If you have lupus, your immune system attacks healthy cells and tissues by mistake. This can damage your joints, skin, blood vessels and organs. There are many kinds of lupus. The most common type, systemic lupus erythematosus, affects many parts of the body. Discoid lupus causes a rash that doesn't go away. Subacute cutaneous lupus causes sores after being out in the sun. Another type can be caused by medication. Neonatal lupus, which is rare, affects newborns.

Anyone can get lupus, but women are most at risk. Lupus is also more common in African American, Hispanic, Asian and Native American women. The cause of lupus is not known.

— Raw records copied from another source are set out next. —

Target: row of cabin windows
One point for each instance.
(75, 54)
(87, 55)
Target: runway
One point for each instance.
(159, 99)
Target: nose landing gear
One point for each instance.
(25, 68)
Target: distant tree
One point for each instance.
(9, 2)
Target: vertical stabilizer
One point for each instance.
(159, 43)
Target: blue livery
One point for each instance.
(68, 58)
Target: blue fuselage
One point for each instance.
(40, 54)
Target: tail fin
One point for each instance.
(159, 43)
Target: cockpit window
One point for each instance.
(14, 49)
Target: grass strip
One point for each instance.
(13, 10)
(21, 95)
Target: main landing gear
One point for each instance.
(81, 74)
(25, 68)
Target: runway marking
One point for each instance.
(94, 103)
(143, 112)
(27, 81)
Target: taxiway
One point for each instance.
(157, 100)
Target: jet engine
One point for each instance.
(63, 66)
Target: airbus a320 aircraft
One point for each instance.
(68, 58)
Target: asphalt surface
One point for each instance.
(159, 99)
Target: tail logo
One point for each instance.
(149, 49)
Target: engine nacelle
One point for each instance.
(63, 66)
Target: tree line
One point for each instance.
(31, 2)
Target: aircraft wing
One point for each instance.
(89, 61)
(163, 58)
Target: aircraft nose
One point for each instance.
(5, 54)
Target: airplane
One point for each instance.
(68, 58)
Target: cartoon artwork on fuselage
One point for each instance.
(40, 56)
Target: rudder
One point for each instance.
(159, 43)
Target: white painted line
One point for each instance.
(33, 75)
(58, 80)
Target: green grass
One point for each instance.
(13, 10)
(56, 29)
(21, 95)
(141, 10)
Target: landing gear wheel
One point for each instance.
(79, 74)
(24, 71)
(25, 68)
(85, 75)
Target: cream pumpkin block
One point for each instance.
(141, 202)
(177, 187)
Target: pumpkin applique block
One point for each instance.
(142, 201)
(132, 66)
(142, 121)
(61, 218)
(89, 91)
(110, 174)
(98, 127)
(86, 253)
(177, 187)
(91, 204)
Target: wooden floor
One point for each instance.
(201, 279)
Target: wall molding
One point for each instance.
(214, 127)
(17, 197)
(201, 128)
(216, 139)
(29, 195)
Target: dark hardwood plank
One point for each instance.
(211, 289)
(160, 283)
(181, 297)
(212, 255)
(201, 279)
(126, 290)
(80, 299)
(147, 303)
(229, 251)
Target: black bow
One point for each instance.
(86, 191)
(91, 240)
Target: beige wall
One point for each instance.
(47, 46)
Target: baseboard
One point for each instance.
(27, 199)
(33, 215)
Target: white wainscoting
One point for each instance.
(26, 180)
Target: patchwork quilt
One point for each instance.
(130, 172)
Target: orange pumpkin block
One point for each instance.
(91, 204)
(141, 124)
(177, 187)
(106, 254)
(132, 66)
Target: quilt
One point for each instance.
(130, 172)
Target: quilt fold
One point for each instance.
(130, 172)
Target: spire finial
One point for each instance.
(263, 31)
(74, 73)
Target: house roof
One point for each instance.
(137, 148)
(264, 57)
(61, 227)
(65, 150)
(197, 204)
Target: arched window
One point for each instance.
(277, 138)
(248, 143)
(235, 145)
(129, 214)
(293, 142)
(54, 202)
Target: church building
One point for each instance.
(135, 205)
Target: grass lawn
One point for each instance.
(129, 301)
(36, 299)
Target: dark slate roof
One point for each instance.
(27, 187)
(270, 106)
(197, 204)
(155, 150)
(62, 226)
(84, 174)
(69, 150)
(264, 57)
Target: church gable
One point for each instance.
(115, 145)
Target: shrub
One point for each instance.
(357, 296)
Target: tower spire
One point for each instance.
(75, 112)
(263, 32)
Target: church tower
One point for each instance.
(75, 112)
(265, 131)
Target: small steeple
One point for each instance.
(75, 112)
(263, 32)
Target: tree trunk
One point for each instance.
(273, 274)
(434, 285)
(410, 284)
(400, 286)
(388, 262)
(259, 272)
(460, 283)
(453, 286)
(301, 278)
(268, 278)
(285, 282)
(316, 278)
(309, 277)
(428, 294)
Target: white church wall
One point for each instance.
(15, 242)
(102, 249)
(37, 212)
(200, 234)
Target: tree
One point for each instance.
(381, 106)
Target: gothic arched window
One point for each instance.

Lupus has many symptoms. Some common ones are

  • Joint pain or swelling
  • Muscle pain
  • Fever with no known cause
  • Fatigue
  • Red rashes, often on the face (also called the "butterfly rash")

There is no one test to diagnose lupus, and it may take months or years to make the diagnosis. There is no cure for lupus, but medicines and lifestyle changes can help control it.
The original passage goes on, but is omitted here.